Academic and Research Interests
Dr. Lee’s research interests include chemokine-mediated lung inflammation, and the role of chemokines in altering the lung microenvironment’s response to injury. One primary focus of the laboratory is the role of Duffy antigen chemokine binding protein as a model for examining in vivo consequences of erythrocyte membrane protein alterations during red cell storage. We are interested in how red cell transfusion can provide a secondary signal for the development of acute lung inflammation and injury in a murine model of endotoxemia. Another focus of the laboratory is the chemokine CX3CL1 and its cognate receptor CX3CR1 in the propagation and accumulation of divergent immune cell populations within the lungs following inflammatory stimuli such as chronic cigarette smoke exposure.
 |
Red cell and endothelial cells cooperatively interact to mobilize chemokines from local tissue to systemic circulation.
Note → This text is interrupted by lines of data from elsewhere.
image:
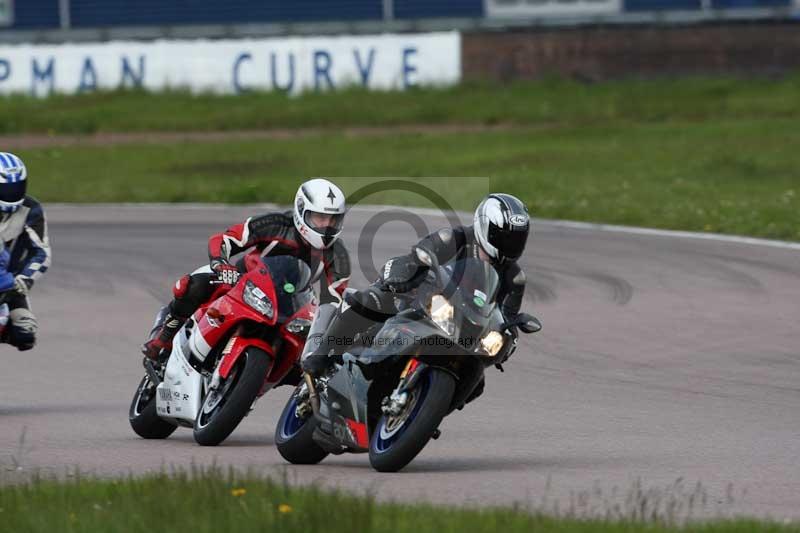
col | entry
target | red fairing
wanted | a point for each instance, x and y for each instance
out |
(181, 286)
(360, 432)
(229, 309)
(292, 347)
(236, 350)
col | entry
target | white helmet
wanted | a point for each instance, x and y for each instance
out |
(502, 226)
(315, 197)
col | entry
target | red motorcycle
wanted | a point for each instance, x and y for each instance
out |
(235, 348)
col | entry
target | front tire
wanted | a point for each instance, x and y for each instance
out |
(397, 440)
(142, 413)
(293, 436)
(216, 422)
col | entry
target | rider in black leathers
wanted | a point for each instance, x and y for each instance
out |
(498, 235)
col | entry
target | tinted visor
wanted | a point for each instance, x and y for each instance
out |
(324, 223)
(509, 243)
(13, 192)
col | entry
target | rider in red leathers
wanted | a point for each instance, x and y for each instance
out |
(310, 231)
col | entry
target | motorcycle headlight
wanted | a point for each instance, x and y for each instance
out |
(255, 298)
(441, 312)
(298, 325)
(492, 343)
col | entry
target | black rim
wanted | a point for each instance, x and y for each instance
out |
(144, 395)
(207, 414)
(388, 431)
(292, 424)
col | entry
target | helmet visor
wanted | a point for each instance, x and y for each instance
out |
(509, 243)
(324, 223)
(13, 192)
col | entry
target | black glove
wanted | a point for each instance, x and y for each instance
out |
(226, 273)
(402, 274)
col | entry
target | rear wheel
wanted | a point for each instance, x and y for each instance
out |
(396, 440)
(225, 408)
(142, 413)
(293, 435)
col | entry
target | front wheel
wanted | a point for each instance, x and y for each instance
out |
(225, 408)
(396, 440)
(142, 413)
(293, 435)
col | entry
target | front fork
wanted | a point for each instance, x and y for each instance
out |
(394, 404)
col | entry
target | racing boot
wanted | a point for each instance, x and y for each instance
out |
(163, 339)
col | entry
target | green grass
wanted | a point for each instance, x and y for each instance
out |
(737, 176)
(213, 502)
(549, 102)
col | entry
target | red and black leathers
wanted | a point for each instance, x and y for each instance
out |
(270, 234)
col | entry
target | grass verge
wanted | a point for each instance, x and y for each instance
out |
(212, 501)
(552, 102)
(736, 176)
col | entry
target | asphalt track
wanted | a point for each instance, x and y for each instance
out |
(662, 360)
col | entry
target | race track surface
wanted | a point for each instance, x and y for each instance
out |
(662, 359)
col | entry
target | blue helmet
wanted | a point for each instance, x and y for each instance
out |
(13, 182)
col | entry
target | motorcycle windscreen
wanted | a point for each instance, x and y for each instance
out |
(471, 285)
(292, 280)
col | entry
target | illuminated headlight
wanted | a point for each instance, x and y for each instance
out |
(492, 343)
(298, 324)
(442, 314)
(255, 298)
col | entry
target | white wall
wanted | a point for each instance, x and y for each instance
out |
(228, 66)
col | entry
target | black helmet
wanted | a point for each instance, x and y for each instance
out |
(502, 225)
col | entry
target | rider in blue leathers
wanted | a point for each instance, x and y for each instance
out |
(23, 231)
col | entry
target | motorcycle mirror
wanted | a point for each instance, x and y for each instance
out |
(526, 323)
(423, 256)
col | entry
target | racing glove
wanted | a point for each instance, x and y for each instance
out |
(22, 285)
(226, 273)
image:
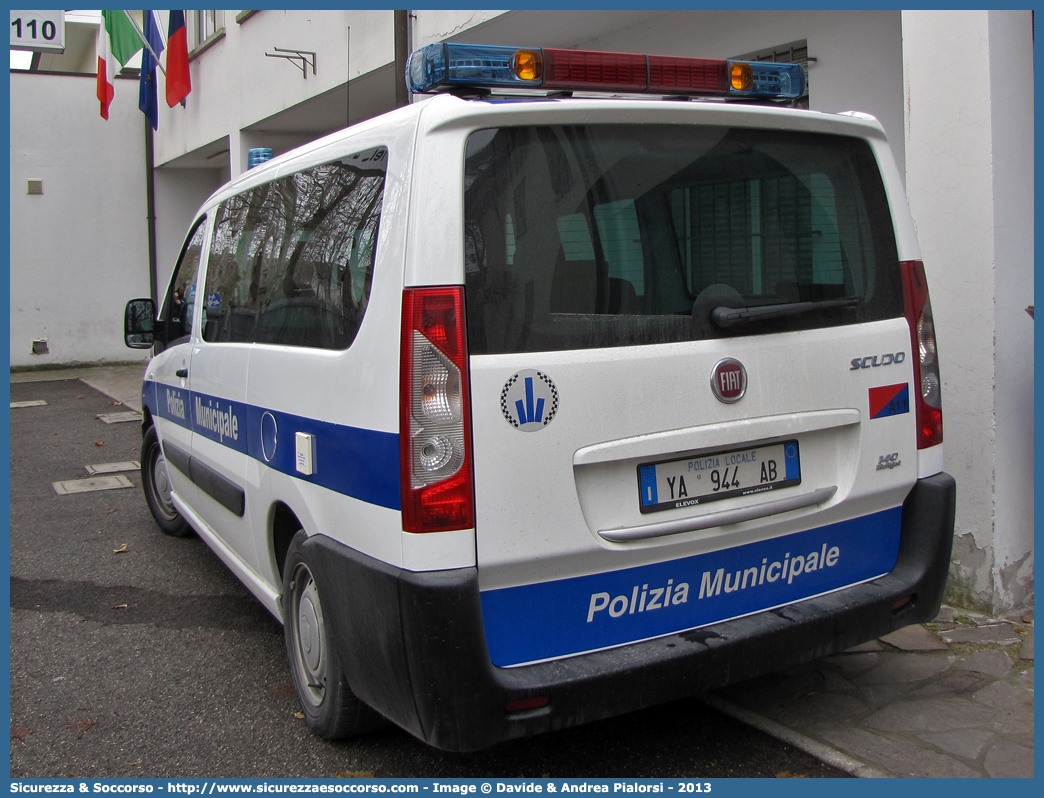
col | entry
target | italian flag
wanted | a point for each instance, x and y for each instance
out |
(118, 41)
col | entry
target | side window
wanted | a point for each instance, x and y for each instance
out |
(292, 260)
(175, 314)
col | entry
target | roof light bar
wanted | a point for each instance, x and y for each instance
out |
(447, 66)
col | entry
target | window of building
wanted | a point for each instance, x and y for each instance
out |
(207, 26)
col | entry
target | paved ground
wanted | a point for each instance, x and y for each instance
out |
(949, 699)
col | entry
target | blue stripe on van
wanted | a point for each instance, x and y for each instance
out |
(355, 462)
(606, 610)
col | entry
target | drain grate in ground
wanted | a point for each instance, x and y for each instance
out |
(95, 484)
(112, 468)
(117, 418)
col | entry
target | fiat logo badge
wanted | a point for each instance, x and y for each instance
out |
(729, 380)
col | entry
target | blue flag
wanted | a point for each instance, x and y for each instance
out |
(146, 87)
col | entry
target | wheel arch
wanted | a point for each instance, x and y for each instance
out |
(283, 525)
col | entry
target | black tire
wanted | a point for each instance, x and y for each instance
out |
(157, 486)
(330, 708)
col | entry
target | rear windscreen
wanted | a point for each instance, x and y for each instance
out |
(620, 235)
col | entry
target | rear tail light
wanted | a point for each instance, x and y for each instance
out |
(434, 418)
(928, 393)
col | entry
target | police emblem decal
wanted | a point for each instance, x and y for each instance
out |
(529, 400)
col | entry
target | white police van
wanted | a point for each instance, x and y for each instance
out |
(524, 412)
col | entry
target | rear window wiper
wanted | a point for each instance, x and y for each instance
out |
(730, 317)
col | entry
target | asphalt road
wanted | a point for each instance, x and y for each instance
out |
(134, 654)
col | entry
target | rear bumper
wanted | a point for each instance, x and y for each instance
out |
(413, 643)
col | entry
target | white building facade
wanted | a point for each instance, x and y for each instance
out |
(954, 91)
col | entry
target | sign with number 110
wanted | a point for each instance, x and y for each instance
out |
(40, 31)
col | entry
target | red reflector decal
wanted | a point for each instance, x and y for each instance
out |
(890, 400)
(609, 71)
(667, 74)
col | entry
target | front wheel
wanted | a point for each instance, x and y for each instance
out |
(330, 707)
(156, 483)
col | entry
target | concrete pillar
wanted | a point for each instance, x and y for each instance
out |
(969, 115)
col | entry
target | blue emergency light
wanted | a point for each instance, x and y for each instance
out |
(447, 66)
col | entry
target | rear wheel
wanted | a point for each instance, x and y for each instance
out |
(157, 486)
(330, 707)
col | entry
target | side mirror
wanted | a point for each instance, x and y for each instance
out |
(138, 323)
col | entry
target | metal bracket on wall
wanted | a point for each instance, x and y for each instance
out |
(306, 57)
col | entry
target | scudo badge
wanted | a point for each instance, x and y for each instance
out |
(729, 380)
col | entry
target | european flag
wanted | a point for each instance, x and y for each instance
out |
(146, 86)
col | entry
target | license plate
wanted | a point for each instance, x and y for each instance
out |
(696, 480)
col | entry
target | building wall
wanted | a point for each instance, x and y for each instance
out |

One mechanism of regulating inflammatory chemokine concentrations is the Duffy antigen, a minor blood group antigen, expressed on red cells of most individuals and upregulated on endothelium during inflammatory states. |
 |
Red cell transfusion and augmentation of existing lung inflammation and injury. Understanding the mechanisms of erythrocyte alterations during red cell storage and its in vivo consequences may provide insight into a common issue in the critically ill. |
 |
CX3CR1 is expressed by lung macrophages and increased during cigarette smoke exposure. CX3CR1 cells in murine lungs (green, panel B) and coexpression with a macrophage marker Mac3 (orange, panel D). Control immunostaining with rabbit IgG (panel A) and Mac3 expression alone (red, panel C). |
Key Publications
Mangalmurti NS, Xiong Z, Hulver M, Ranganathan M, Liu XH, Oriss T, Rubin M, Triulzi D, Choi A, Lee JS*. Loss of Red cell Chemokine Scavenging Promotes Transfusion Related Lung Inflammation. Blood Nov 2008 (In Press).
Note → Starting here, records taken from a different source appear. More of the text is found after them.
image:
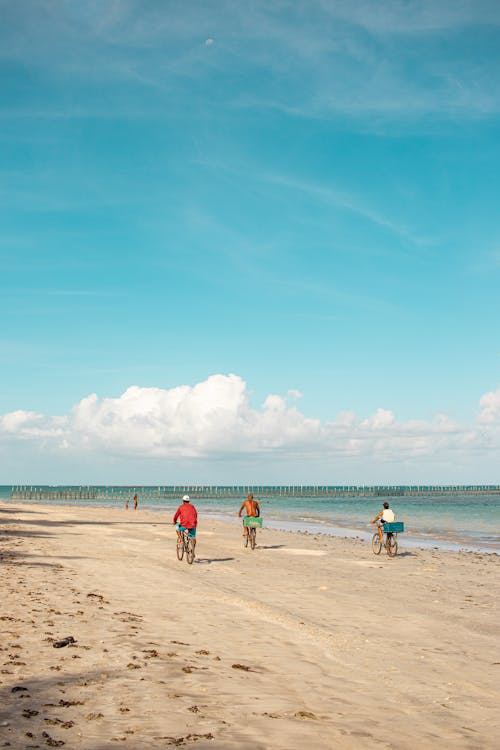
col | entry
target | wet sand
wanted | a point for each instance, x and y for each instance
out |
(303, 642)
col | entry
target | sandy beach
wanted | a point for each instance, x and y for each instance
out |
(305, 642)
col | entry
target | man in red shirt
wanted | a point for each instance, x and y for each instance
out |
(187, 519)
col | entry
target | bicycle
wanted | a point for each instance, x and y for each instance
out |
(390, 534)
(250, 537)
(185, 546)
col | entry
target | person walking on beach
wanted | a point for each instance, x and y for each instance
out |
(187, 518)
(383, 516)
(252, 508)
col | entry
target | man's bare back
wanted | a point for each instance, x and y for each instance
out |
(252, 509)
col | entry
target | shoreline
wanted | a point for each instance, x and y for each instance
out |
(306, 526)
(303, 642)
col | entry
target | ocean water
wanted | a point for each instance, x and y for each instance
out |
(467, 521)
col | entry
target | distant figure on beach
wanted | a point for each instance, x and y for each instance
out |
(252, 508)
(186, 518)
(386, 515)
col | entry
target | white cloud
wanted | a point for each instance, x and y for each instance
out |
(215, 419)
(490, 408)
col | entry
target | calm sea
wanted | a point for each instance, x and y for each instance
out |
(449, 521)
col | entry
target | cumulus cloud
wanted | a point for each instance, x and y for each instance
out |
(215, 418)
(490, 408)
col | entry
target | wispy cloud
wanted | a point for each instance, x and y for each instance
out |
(312, 59)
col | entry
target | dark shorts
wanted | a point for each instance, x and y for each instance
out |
(191, 532)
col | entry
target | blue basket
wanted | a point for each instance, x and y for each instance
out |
(396, 527)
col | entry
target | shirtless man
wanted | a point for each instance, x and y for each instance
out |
(386, 514)
(252, 508)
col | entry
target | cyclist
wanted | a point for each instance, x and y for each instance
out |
(187, 520)
(383, 516)
(252, 508)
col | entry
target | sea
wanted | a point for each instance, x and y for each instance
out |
(451, 521)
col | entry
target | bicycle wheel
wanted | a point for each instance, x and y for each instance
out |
(189, 551)
(392, 545)
(376, 544)
(180, 550)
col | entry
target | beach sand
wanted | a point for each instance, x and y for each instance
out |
(306, 642)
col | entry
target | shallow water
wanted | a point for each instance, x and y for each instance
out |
(449, 521)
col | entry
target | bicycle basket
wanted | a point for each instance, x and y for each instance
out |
(396, 527)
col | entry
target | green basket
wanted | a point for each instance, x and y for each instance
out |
(253, 522)
(396, 527)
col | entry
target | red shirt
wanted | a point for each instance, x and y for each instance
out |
(187, 515)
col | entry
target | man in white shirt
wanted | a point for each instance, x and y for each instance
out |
(385, 515)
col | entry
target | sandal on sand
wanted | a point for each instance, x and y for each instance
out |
(64, 642)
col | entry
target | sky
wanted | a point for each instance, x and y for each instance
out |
(249, 244)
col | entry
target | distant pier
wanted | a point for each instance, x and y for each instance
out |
(174, 492)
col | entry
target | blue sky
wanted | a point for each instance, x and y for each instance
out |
(303, 194)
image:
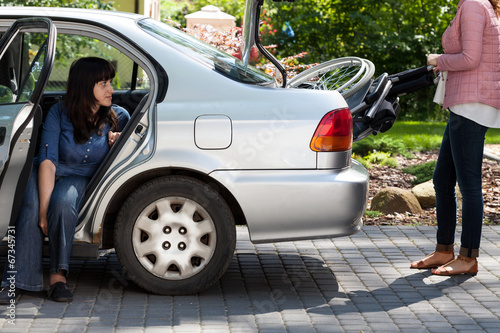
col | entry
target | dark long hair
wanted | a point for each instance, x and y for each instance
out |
(84, 73)
(494, 3)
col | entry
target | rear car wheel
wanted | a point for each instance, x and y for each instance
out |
(174, 235)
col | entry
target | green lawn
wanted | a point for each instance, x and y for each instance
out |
(423, 135)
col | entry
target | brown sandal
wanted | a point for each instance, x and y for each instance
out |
(420, 264)
(442, 270)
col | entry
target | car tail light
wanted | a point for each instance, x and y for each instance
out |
(334, 132)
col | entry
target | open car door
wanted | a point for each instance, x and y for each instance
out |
(26, 57)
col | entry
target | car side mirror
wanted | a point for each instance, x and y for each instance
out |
(6, 95)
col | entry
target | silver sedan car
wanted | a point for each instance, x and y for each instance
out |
(211, 144)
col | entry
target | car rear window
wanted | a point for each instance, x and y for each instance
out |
(222, 62)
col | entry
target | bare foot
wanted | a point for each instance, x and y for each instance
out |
(435, 259)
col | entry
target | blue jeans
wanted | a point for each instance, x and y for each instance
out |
(460, 160)
(62, 216)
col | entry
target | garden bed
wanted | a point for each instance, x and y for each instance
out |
(384, 176)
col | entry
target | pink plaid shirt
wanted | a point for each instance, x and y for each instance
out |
(471, 56)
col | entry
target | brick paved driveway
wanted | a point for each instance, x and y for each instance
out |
(352, 284)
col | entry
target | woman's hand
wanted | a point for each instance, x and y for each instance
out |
(112, 137)
(432, 59)
(44, 225)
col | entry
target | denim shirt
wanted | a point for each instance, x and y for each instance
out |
(70, 158)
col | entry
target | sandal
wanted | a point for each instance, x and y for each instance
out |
(424, 263)
(448, 270)
(60, 292)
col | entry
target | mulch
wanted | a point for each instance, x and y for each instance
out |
(383, 176)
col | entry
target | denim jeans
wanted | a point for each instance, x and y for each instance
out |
(460, 160)
(62, 217)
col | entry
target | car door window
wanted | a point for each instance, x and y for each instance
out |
(26, 57)
(21, 67)
(129, 76)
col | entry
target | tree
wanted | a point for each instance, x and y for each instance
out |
(89, 4)
(394, 34)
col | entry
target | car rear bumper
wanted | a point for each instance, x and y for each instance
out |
(285, 205)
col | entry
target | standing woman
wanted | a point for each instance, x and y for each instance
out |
(77, 135)
(471, 56)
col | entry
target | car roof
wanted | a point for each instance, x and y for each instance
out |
(93, 15)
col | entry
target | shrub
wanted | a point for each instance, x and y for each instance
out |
(380, 144)
(423, 172)
(382, 158)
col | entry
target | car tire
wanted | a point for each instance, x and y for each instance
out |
(174, 235)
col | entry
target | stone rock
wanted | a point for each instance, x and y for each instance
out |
(395, 200)
(425, 194)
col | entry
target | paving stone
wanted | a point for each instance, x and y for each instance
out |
(348, 284)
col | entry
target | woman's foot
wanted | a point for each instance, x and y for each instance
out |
(433, 260)
(9, 296)
(461, 265)
(60, 292)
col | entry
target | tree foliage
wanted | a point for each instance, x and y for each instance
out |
(89, 4)
(395, 35)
McComb JG, Ranganathan M, Liu XH, Pilewski JM, Ray P, Watkins SC, Choi AM, Lee JS. CX3CL1 Upregulation is Associated with Recruitment of CX3CR1+ Mononuclear Phagocytes and T Lymphocytes in the Lungs during Cigarette Smoke Induced Emphysema. Am J Pathol 2008 Oct;173(4):949-61. Epub 2008 Sep 4.
Lee JS*, Wurfel MM, Matute-Bello G, Frevert CW, Rosengart MR, Ranganathan M, Wong VW, Holden T, Sutlief S, Richmond A, Peiper SC, Martin TR. The Duffy Antigen Modifies Systemic and Local Tissue Chemokine Responses Following LPS Stimulation. J Immunol 2006 Dec 1;177(11):8086-94.